Radio Perry argues that the trial court erred in not granting its request for a continuing injunction (although the trial court subsequently did grant its request for an injunction pending appeal). The trial court based its ruling on its conclusion that, “even if ‘rescission’ were authorized under the facts alleged in the Complaint, any such rescission of the [contract] would not give [the trial court] authority to order Cox to keep Radio Perry on its system.” The trial court reasoned that the injunctive relief sought by Radio Perry would require the trial court to interpret federal “must carry” regulations, something outside the trial court's jurisdiction.
The trial court, however, has the jurisdiction to continue the injunction prohibiting the enforcement of the contract provision allowing Cox to terminate carriage while the parties litigate the declaratory judgment action concerning the contract's validity. Such a ruling would not require the trial court to determine the impact of rescission on Radio Perry's “must carry” or “retransmission consent” status. To the contrary, as the FCC made clear, matters regarding the contract's validity and the enforcement of its terms fell outside of the FCC's purview. Accordingly, we vacate that portion of the order denying the continuing injunctive relief and remand the case for the trial court to determine whether such relief is appropriate, in light of our opinion.
Judgment vacated in part and reversed in part, and case remanded.
The majority reverses the trial court's order dismissing Radio Perry's complaint for declaratory judgment, concluding that Radio Perry could introduce evidence within the framework of the complaint sufficient to support its claim for rescission under OCGA § 13–4–62. Because I do not believe that Radio Perry made a timely attempt to rescind the contract, I respectfully dissent.
1. “ ‘A breach of a contract as to a matter so substantial and fundamental as to defeat the object of the contract may authorize a rescission of the contract by the opposite party.’ “1 “As a general rule, rescission must occur prior to, and as a condition precedent to, the bringing of an action; it is too late to claim rescission by asserting it for the first time in the pleadings.”2
The September 23, 2011 letter from Radio Perry to Cox specifically stated that it “[was] intended as formal notice of termination of the [contract]” based on Cox's substantial and material breach thereof.3 The letter further states that
you are notified that based upon [your] material and substantial breaches ․ Radio Perry takes the position that the contract referred to above is terminated and at an end.
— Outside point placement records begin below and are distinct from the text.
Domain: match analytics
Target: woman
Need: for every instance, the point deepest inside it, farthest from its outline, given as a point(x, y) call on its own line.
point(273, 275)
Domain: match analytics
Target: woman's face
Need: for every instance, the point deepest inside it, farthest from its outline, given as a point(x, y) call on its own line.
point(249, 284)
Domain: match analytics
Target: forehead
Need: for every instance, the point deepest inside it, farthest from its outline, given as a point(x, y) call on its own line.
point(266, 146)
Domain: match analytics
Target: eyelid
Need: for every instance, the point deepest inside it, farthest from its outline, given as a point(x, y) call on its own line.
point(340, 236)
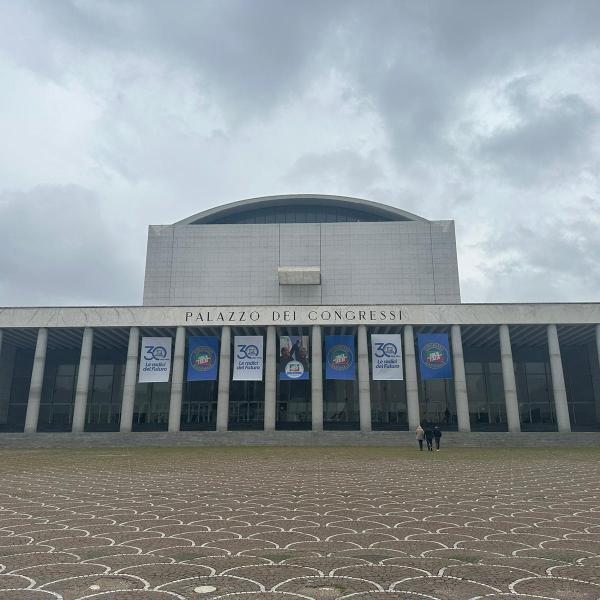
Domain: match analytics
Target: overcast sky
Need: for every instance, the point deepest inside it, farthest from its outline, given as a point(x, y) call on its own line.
point(115, 115)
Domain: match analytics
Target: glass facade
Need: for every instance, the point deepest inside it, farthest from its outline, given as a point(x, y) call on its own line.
point(151, 407)
point(437, 403)
point(485, 389)
point(534, 389)
point(340, 404)
point(199, 405)
point(246, 405)
point(105, 392)
point(19, 390)
point(294, 408)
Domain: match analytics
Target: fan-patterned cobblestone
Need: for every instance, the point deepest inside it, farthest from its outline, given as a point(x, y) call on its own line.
point(300, 523)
See Mayor & City of Douglasville v. Hildebrand.4 We do not believe that it is necessary to offer to restore the parties to their original position since we are terminating a contract. However, we also reserve our right to damages and these will more than offset any claims of “restoration.”5
Radio Perry unequivocally and explicitly stated that the letter was intended to operate as a termination, and at no point does the letter even mention rescission.6 Further, Radio Perry cites therein to Mayor & City of Douglasville, a case which recognizes the distinction between terminating a contract that has been substantially performed, as had the contract at issue in this case, and rescission.7 Therefore, Radio Perry's argument that it can pursue a claim for rescission fails, and I would affirm the trial court's order granting Cox's motion to dismiss.
2. Because I would affirm the trial court's dismissal of Radio Perry's complaint, I would also affirm the denial of Radio Perry's request for a continuing injunction.
I am authorized to state that Judge Branch joins in this dissent.
1. Mayor & City of Douglasville v. Hildebrand, 175 Ga.App. 434, 436(1) (333 S.E.2d 674) (1985) (physical precedent only).
2. Wender & Roberts, Inc. v. Wender, 238 Ga.App. 355, 361(5) (518 S.E.2d 154) (1999).
3. (Emphasis supplied.)
4. 175 Ga.App. at 436(1).
5. (Emphasis supplied.)
6. See Southern Prestige Homes, Inc. v. Moscoso, 243 Ga.App. 412, 416–417(4) (532 S.E.2d 122) (2000) (holding that a letter stating that parties “have agreed to terminate the contract ․ cannot be said, as a matter of law, to be a unilateral recission”).
7. Mayor & City of Douglasville, 175 Ga.App. at 436(1), n. 2.
PHIPPS, C. J., BARNES, P. J., ELLINGTON, P. J., and BOGGS, J., concur. DOYLE, P. J., and BRANCH, J., dissent.